Three local foundations recently committed a combined $650,000 to the project, bringing the total raised or promised to $15.5 million, campus officials announced Monday.

The most recent commitments came from the M.J. Murdock Charitable Trust, $400,000; the Norcliffe Foundation, $150,000; and the Titus-Will Families Foundation, $100,000, according to a news release.

The new center, to be completed in time for classes in fall 2011, will include classrooms and clinics for the graduate schools of occupational and physical therapy and the undergraduate departments of exercise science and psychology. It also will contain space for the university’s interdisciplinary neuroscience program.

About 850 students will study there.

Construction will require the removal of five houses, including four on North 11th, according to a fact sheet from the university. They include Elliot House, which is used by the occupational and physical therapy departments, and three residences housing a total of 11 students.

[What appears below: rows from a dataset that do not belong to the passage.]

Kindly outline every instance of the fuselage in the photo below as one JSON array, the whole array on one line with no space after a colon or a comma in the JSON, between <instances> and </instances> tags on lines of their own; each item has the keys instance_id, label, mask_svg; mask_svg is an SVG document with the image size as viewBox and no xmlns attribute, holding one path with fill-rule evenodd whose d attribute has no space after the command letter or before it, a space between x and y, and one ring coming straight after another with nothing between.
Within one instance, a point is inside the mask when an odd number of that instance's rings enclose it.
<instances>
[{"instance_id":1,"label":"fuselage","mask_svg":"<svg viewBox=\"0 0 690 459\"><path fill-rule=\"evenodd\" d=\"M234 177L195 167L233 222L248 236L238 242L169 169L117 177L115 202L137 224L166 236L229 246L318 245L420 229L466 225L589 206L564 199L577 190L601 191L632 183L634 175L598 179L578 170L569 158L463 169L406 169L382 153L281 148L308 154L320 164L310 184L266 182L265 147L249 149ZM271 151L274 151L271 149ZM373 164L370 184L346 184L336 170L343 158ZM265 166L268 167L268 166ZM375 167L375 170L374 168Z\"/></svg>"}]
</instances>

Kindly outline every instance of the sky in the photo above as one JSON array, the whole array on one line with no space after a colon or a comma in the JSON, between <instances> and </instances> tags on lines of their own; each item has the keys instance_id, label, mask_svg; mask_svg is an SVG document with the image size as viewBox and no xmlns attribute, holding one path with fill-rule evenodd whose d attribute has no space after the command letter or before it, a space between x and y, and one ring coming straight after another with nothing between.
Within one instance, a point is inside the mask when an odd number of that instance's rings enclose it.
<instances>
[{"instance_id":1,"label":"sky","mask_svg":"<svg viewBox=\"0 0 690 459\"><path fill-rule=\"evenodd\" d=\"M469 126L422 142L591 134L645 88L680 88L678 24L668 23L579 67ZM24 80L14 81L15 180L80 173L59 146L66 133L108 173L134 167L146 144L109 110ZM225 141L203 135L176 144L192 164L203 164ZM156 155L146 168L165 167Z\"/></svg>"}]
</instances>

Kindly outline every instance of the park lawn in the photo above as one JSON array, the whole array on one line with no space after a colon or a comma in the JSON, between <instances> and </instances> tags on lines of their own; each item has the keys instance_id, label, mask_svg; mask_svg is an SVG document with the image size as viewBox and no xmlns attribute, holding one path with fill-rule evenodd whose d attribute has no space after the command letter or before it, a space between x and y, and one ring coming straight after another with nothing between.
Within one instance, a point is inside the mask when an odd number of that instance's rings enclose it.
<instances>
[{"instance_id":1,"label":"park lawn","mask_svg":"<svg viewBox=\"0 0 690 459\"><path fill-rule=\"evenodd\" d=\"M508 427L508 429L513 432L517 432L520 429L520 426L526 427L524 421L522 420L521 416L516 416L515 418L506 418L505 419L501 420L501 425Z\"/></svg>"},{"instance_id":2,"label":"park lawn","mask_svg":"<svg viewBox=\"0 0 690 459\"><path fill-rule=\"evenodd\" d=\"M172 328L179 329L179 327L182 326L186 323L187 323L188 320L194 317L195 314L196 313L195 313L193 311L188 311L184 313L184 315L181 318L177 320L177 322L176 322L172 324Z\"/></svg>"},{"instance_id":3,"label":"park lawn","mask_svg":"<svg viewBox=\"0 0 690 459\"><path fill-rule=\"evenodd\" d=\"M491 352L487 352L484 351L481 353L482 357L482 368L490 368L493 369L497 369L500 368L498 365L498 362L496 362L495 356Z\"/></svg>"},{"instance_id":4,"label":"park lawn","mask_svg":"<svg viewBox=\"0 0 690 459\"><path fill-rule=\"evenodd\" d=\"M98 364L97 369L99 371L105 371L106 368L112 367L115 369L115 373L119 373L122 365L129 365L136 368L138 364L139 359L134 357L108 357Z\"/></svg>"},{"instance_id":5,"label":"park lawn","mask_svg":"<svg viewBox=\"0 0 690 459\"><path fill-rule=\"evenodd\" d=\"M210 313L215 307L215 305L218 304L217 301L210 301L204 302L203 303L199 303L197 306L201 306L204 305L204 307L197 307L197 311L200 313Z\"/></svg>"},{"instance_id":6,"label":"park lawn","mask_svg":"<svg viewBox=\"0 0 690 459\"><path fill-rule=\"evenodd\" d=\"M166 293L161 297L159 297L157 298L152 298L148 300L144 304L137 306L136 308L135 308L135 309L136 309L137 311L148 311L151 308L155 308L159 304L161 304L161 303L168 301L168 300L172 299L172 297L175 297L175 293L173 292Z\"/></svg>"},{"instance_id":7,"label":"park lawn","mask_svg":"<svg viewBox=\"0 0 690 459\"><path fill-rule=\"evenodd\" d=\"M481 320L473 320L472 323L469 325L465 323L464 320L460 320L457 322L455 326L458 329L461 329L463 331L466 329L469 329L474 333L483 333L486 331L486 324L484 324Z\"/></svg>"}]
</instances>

The location of the new building was chosen to minimize the removal of trees from a grove of firs, the fact sheet says. The university’s master plan includes creating a pathway winding through the grove from Jones Hall to the fieldhouse.

The center will provide services for about 300 patients referred to the outpatient clinics each year. It will include indoor facilities designed to aid rehabilitation and an outdoor “mobility park” with ramps, curbs and stairs, UPS spokeswoman Shirley Skeel said.

There are about 200 students in the physical and occupational therapy programs, and about 65 earn graduate degrees each year, Skeel said. Many therapy practitioners in Pierce County are UPS grads.

The private, liberal arts college has about 2,600 students.